Когда Мясников, соскочив с коня и сорвав шапку с головы, стал подходить к государю, тот, сидя по-татарски на ковре, аппетитно ел баранину. Мясников забежал перед его лицо и повалился в ноги.

– Здравствуй, раб мой верный, казак Мясников, – покровительственно сказал Емельян Иваныч, сразу узнав знакомого ему Тимоху Мясникова. Наскоро облизнув пальцы, он вытер их об рушник и подал казаку руку для лобызания. – Где был? Что видел?

– Ой, батюшка, ваше величество, – часто взмигивая, словно собираясь заплакать, начал обычной своей скороговоркой краснощекий с беловатой бороденкой Тимоха Мясников. – В кустах, батюшка, хоронился от комендантских сыщиков, в кустах да по трясинам… А вот сволочь, старшинский казачишка, таки скрал меня, – и Тимоха мотнул головой в сторону Скворкина.

В некотором отдалении стояла группа молодых казаков, среди них Ермилка и только что изловленный Скворкин. Все с обнаженными головами, один Скворкин в шапке.

Угрюмо покосившись в их сторону и заметив связанного по рукам молодца, Пугачев внимательно вслушивался в слова Мясникова.

Тимоха опять слезливо замигал, шумно высморкался и, утираясь подолом рубахи, закончил тенорком:

– Этот высмотрень нагайкой меня сек да орал мне в уши, чтобы я сказывал, где царь приблудный и сколько за собой он силы ведет? Бородиным Матюшкой гад этот подослан выслеживать за тобой, батюшка…

– Господа казаки, подведите его ко мне да развяжите ему руки, – проговорил Пугачев, кивая головою на изловленного старшинского прихвостня.

Тот был опрятно одет, на ногах новые, расшитые шелком татарские сапоги с загнутыми носами. Ермилка, крикнув: «Долой шапку!», дал ему затрещину, шапка слетела в кусты.

– А-я-яй, ая-яй, – глядя в упор на Скворкина и покачивая головой, начал Пугачев. – Смотрю я на тебя и дивлюсь: замест того, чтобы мне, государю, служить, ты умыслил против меня шпионничать.

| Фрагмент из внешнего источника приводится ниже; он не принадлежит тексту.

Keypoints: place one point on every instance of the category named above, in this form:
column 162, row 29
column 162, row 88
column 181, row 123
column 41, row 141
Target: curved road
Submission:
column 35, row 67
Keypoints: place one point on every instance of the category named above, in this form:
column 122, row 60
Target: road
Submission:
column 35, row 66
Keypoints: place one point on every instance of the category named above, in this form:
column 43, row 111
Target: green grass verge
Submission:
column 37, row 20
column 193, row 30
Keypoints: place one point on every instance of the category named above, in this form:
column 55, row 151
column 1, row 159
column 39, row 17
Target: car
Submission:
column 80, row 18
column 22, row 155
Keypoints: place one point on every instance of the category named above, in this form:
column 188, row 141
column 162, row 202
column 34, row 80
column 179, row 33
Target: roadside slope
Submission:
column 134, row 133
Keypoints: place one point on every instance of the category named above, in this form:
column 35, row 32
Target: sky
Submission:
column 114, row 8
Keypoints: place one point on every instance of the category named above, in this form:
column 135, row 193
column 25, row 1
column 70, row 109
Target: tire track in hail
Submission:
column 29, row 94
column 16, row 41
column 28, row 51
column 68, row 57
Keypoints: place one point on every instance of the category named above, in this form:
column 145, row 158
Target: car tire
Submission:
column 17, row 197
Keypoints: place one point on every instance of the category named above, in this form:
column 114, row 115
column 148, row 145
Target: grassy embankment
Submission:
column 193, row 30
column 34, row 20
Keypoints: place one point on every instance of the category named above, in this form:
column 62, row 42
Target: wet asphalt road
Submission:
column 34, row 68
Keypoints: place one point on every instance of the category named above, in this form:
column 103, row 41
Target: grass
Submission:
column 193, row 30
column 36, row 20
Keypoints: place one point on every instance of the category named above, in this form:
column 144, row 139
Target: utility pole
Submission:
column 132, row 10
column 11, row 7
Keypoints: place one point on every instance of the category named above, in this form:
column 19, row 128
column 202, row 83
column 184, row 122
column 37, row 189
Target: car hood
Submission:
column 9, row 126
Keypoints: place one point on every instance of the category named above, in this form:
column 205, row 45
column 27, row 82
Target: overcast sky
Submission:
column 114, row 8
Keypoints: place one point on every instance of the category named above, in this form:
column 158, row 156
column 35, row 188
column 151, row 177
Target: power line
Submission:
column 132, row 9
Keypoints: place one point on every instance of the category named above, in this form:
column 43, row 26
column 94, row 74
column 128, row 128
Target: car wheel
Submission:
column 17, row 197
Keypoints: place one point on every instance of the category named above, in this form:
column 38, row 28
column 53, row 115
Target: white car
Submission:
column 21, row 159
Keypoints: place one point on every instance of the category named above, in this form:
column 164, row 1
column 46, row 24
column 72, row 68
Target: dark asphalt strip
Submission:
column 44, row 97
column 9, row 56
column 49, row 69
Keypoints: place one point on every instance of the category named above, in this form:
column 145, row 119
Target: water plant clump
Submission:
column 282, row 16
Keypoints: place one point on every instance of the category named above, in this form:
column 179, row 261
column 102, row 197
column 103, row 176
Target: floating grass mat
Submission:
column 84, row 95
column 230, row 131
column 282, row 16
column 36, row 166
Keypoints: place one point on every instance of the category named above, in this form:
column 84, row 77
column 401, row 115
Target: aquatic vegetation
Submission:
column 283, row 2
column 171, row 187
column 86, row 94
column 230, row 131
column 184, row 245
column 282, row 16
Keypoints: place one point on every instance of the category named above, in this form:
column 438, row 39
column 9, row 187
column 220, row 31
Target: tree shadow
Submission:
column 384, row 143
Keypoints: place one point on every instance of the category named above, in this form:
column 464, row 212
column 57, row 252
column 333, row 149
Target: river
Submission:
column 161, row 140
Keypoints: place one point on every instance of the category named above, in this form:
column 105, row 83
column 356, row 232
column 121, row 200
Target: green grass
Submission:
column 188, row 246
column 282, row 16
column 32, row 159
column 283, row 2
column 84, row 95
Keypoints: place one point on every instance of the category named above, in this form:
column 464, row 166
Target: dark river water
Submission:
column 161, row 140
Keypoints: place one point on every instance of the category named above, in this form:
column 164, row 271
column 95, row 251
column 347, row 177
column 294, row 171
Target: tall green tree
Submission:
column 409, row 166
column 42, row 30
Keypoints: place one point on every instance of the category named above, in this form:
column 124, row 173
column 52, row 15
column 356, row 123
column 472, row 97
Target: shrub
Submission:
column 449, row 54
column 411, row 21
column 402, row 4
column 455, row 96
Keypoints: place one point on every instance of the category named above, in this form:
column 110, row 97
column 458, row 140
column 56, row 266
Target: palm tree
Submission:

Уж лучше бы дома сидел, а шпионить-то меня пусть бы кто другой ехал, постарее да посмышленей тебя. Экой дурак ты!

И уже большая толпа собралась вокруг «батюшки». Казаки хотели подать свой голос, чтобы казнить сыщика, да побоялись, как бы государь опять не прогневался на них. Однако Давилин и Дубов, перебивая одни другого, говорили:

– Подлинно он плут… Прикажи, надежа-государь, повесить гаденыша… Батька его завсегда обиды нам творил. Да и сын не лучше батьки смертный оскорбитель и обидчик наш…

– Прикажи, ваше величество, вздернуть гада! – осмелев, закричали казаки. – Самый мерзопакостный он, даром что молодой… Ишь, глазищами-то зыркает, словно змея из-за пазухи!..

Парень и впрямь косил во все стороны желтовато-рыжими глазами, как бы собираясь броситься в кусты. И никакого внимания «батюшке», хотя бы слово молвил, хотя бы голову перед царем склонил.

Пугачев поднялся, заложив руки за спину, раз-другой прошелся по ковру, сказал глухо, но крепко:

– Что ж, господа казаки… Ежели не люб он вам..

Он не договорил, но казаки поняли его царскую волю и поволокли молодца к старым ветлам.